(494g) Whole Animal to Single Cell Near Infrared Fluorescent Imaging and Prediction of Therapeutic Protein Distribution to Improve Efficacy of Antibody Drug Conjugates

Abstract:

Biologics are the fastest growing
area in the pharmaceutical industry, particularly in cancer therapy because
they bind tumor specific antigens with limited off-target effects. Antibody
Drug Conjugates (ADC's) are one of the newest classes of biologics to be
approved by the FDA for solid tumors. Development of these agents is
exceedingly complex given the inter-related pharmacokinetics and pharmacodynamics
of the biologic and small molecule. Optimizing the dose and the drug antibody
ratio (DAR) to achieve a therapeutic microdistribution
within the tumor while maintaining safe systemic concentrations are important
determinants of ADC efficacy. Here we have developed experimental and
computational tools for understanding ADC distribution across several length
scales.  

In this study, we developed a dual
near infrared fluorescent dye labeling technique to follow biologics at high
temporal resolution from whole animal to organ, tissue, cellular, and subcellular
spatial resolution to understand metabolism and distribution of ADC's. For
proof-of-principle, we quantified the metabolism of two antibodies, cetuximab
and anti-A33, and one protein, EGF, in
vitro and in vivo using a
non-residualizing fluorophore to track intact protein and a residualizing
fluorophore to measure cumulative uptake (Figure 1A and 1B). Fluorescent
microscopy images qualitatively show tumor distribution, heterogeneity, and
variability at the cellular, tissue, and organ scales (Figure 1C), while
biodistribution studies quantitatively show cumulative uptake into different
organs. Quantitative localization in tumors showed high %ID/g (percent injected
dose per gram) for both antibodies as expected from their slow clearance. High
renal uptake and metabolism was seen for EGF due to rapid filtration in the
kidneys. Histological examination of the tumors showed heterogeneous
distribution at low doses with increasing penetration distance and homogeneous
distribution as dose increased.

Supplementing the experimental
work, a computational model incorporating tumor distribution (reaction-diffusion
partial differential equations) into a whole animal physiologically based
pharmacokinetic (PBPK ordinary differential equation) model allowed for the
simultaneous simulation of tissue and systemic distribution.
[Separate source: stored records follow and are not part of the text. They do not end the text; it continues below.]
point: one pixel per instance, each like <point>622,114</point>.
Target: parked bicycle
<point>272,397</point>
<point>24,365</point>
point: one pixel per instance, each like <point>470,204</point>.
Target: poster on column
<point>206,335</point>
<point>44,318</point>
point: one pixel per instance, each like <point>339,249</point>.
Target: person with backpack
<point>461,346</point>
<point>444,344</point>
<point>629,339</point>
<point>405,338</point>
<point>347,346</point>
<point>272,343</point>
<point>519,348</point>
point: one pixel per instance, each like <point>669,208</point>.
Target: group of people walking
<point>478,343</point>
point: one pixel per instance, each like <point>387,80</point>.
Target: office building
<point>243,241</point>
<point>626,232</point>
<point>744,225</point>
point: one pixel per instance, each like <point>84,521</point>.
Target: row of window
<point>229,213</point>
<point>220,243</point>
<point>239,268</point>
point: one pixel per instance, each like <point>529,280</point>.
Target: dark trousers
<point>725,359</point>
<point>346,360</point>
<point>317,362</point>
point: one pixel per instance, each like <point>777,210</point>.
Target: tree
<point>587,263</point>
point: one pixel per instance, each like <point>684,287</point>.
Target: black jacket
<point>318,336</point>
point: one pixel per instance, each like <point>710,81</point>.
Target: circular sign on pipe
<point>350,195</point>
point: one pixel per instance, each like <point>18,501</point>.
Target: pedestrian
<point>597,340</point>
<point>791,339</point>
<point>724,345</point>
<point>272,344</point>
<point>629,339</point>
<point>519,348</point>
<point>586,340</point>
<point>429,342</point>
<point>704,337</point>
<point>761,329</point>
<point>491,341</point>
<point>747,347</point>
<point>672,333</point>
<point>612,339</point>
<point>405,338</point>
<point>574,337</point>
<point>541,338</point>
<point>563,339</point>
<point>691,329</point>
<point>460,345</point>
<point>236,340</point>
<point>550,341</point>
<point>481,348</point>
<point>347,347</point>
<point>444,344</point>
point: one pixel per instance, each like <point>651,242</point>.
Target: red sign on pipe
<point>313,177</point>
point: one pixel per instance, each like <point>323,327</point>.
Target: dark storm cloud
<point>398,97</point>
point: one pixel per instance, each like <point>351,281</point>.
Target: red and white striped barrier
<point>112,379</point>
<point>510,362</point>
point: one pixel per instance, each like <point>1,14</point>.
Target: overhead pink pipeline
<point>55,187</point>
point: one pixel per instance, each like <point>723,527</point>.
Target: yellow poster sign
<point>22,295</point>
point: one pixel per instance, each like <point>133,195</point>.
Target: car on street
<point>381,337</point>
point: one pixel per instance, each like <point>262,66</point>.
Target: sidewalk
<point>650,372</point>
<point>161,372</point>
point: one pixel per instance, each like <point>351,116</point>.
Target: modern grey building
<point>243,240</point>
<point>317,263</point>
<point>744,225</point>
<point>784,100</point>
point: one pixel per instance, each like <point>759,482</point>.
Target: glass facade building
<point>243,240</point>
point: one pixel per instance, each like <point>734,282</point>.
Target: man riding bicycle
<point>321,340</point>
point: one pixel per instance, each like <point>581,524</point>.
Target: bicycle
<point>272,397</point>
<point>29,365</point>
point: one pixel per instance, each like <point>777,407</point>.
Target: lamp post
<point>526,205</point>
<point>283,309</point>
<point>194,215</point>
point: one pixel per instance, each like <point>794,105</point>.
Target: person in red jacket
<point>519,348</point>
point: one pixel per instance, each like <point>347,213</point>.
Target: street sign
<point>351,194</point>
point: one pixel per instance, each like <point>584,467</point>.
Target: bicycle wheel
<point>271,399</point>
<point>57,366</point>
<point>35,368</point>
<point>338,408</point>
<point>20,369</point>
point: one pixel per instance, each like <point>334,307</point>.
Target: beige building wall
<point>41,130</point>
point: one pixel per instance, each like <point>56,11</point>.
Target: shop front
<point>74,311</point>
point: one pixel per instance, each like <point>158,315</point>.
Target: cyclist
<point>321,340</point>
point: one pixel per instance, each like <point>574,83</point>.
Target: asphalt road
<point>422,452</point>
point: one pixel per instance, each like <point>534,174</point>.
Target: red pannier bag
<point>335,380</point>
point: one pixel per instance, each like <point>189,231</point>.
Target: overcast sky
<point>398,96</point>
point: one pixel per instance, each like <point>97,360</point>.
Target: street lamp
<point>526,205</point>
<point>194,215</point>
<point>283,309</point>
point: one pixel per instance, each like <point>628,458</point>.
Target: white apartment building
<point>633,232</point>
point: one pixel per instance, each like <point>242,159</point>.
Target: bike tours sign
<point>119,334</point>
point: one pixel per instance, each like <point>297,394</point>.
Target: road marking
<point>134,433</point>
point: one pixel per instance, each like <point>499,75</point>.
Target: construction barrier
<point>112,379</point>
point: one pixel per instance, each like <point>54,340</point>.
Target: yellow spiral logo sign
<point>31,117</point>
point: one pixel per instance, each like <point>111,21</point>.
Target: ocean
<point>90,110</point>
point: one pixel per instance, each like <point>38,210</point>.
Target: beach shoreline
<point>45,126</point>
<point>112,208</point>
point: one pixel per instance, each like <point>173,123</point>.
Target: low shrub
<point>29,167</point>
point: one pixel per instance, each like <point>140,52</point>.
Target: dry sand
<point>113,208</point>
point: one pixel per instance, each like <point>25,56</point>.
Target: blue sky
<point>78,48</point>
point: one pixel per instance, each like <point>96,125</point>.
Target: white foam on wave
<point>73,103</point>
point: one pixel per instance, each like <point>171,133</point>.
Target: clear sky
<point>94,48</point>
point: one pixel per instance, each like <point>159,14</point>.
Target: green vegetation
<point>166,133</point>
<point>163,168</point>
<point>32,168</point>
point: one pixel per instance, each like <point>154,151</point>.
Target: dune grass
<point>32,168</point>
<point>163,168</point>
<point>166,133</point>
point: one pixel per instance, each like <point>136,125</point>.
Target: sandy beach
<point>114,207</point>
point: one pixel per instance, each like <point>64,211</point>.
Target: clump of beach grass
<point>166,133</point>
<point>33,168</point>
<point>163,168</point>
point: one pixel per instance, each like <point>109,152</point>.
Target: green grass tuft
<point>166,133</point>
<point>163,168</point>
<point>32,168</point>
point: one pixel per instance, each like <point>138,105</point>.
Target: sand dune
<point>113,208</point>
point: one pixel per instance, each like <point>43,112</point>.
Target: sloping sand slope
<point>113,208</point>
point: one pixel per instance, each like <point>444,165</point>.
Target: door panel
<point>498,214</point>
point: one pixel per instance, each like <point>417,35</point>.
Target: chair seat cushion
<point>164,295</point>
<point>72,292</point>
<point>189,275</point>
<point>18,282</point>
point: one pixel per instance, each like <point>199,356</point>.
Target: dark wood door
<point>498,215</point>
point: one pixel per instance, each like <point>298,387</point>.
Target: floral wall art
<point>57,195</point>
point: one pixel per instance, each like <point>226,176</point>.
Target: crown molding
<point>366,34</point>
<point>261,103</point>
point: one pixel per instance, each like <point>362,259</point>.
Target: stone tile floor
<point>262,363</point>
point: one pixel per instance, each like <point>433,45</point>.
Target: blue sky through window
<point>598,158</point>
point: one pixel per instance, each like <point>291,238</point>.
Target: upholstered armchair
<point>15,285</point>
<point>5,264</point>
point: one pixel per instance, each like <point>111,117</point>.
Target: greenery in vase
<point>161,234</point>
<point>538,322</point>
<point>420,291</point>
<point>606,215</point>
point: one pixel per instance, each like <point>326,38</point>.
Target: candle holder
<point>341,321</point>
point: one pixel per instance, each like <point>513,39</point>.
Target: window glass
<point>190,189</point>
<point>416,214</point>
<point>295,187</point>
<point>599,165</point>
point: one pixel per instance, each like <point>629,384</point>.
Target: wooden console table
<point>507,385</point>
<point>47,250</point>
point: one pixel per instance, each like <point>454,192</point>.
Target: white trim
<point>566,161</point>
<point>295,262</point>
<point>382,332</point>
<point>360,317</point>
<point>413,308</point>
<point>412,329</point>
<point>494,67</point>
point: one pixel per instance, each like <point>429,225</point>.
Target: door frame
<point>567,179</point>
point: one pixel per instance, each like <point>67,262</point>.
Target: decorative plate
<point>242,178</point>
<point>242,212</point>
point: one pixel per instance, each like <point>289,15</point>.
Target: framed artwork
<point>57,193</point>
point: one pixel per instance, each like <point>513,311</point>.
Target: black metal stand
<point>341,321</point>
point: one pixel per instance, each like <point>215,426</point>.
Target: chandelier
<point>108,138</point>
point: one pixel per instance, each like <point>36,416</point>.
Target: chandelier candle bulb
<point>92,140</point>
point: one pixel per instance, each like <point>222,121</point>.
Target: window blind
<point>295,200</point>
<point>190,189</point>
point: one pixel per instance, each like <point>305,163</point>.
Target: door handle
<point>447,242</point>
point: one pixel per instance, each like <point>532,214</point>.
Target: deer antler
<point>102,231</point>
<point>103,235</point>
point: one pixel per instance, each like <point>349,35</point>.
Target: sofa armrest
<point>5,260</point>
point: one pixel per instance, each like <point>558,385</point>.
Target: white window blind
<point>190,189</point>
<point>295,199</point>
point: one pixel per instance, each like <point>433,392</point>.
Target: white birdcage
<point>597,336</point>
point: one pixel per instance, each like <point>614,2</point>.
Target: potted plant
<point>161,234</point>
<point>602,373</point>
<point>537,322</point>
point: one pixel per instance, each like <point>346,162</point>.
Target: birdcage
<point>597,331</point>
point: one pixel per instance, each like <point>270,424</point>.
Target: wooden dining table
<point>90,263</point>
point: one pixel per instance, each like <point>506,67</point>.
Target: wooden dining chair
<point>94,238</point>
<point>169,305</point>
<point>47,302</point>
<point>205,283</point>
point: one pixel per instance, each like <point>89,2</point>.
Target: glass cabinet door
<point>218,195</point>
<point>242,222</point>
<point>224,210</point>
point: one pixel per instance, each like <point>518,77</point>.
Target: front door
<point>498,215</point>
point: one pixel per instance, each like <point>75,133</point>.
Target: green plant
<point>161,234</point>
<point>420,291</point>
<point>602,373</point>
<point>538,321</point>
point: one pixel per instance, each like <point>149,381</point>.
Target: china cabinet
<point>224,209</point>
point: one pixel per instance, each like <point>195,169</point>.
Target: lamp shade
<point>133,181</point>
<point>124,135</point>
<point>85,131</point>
The ability to
track biomolecules across these spatial resolutions in vitro, in vivo, and in silico will both aid in understanding
the multi-scale distribution of novel therapeutics and facilitate the
development of predictive computer models for understanding therapeutic
antibody distribution. In particular, these techniques are being applied to
improve the distribution of the clinically relevant antibody-drug conjugate
(ADC) Kadcyla, where the local heterogeneity can be
quantified at the cellular level to determine the impact of tumoral
distribution on efficacy.

            In
conclusion, a technique for simultaneously imaging residualizing and
non-residualizing near-infrared fluorescently labeled biologics was developed to
track the distribution and metabolism of biologics from the whole animal to
tissue and cellular resolution. These data were paired with a predictive
reaction-diffusion equation model to understand the impact of dose, local
metabolism, and expression on tumoral distribution. This approach can be used
to follow antibodies and other protein therapeutics in vivo to understand the interplay between the pharmacokinetics
and pharmacodynamics of this class of agents.